A Russian reporter faces 24 years in prison for revealing a $2 billion arms deal between Moscow and Cairo

Ivan Safronov could be handed record sentence after being tried on secret evidence behind closed doors

Ivan Safronov (C), detained on suspicion of treason, is escorted ahead of a hearing at Moscow’s Lefortovsky District Court, 7 July 2020, Valery SharifulinTASS via Getty Images

The verdict on whether a Russian journalist will receive a 24-year prison sentence for high treason will be delivered by a court today, MEM reports.

Ivan Safronov was arrested in July 2020 and has been held in pretrial detention since then accused of passing on state secrets to German and Czech intelligence between 2015 and 2017.

At the end of August, a government prosecutor argued that following his release, Safronov should be sentenced to two years of restricted freedom and fined over $8,000.

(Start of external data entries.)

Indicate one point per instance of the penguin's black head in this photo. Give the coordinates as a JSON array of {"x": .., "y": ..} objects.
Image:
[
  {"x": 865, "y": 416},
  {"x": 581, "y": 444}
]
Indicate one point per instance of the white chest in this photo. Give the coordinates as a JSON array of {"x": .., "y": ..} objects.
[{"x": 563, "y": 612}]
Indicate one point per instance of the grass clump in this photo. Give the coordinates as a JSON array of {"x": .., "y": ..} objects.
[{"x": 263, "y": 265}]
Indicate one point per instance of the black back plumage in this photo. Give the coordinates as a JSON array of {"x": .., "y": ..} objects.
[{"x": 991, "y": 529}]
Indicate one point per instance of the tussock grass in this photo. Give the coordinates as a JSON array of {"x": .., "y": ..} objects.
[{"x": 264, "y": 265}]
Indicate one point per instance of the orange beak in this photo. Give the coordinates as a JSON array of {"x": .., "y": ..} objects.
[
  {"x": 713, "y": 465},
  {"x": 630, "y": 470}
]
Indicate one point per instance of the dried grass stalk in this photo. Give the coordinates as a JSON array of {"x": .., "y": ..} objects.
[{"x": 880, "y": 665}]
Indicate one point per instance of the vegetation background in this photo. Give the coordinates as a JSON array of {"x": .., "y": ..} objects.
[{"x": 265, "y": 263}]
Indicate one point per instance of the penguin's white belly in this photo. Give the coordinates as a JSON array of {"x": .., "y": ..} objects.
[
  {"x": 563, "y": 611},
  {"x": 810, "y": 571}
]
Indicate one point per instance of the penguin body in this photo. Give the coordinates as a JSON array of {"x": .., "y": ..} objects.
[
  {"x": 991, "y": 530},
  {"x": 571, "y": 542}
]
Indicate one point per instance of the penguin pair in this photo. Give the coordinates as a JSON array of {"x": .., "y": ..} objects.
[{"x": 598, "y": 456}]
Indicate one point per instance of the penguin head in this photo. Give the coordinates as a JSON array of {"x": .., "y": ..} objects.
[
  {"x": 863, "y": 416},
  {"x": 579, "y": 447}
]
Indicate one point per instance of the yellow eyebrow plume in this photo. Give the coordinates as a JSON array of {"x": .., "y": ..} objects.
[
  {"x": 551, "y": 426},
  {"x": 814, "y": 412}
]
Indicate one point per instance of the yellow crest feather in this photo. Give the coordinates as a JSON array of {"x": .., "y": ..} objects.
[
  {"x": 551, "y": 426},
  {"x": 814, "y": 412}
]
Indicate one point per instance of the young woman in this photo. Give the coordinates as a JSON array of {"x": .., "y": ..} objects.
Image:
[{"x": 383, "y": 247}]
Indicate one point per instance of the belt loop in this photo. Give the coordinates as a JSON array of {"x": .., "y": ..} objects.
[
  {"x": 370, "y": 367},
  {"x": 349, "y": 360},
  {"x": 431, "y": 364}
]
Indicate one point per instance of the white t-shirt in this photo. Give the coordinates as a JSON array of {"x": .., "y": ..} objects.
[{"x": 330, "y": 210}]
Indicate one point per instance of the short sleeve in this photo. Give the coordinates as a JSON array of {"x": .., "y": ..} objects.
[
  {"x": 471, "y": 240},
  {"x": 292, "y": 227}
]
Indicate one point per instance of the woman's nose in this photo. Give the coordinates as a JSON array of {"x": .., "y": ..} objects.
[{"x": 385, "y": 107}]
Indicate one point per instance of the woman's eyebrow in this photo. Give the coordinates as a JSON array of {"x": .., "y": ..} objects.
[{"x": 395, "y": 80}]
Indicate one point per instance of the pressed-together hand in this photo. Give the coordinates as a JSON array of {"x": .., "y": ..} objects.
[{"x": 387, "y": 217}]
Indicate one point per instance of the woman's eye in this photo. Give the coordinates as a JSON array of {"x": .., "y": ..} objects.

A former military correspondent for Kommersant and Verdomosti, a Russian business daily, Safronov turned down an offer by a prosecutor who asked him to plead guilty in exchange for a shorter sentence of 12 years.

Analysts say there is little evidence against him, and his defence team say the accusations against him are related to his work as a reporter and that he was targeted for revealing plans for a $2 billion arms deal to Egypt.

According to the independent investigative website Proekt Media, the classified information Safronov is accused of passing on to Western intelligence is already publicly available online.

The Committee to Protect Journalists (CPJ) has called the Russian prosecutor’s request to jail Safronov for 24 years “shocking, even by the low standards already set up by the country’s government.”

The CPJ has called on authorities to drop all charges against the journalist and immediately release him.

Since the Russian invasion of Ukraine in February, press freedom in Russia has deteriorated, with journalists being charged with extortion in an apparent retaliation for their work investigating business and political issues, according to the CPJ.

Since President Abdel Fattah Al-Sisi’s rise to power in Egypt, human rights groups have slammed the number of countries scrambling to strike arms sales with Cairo.

Egypt is one of the most repressive regimes in the world, with around 60,000 political prisoners who are systematically tortured and denied medical care.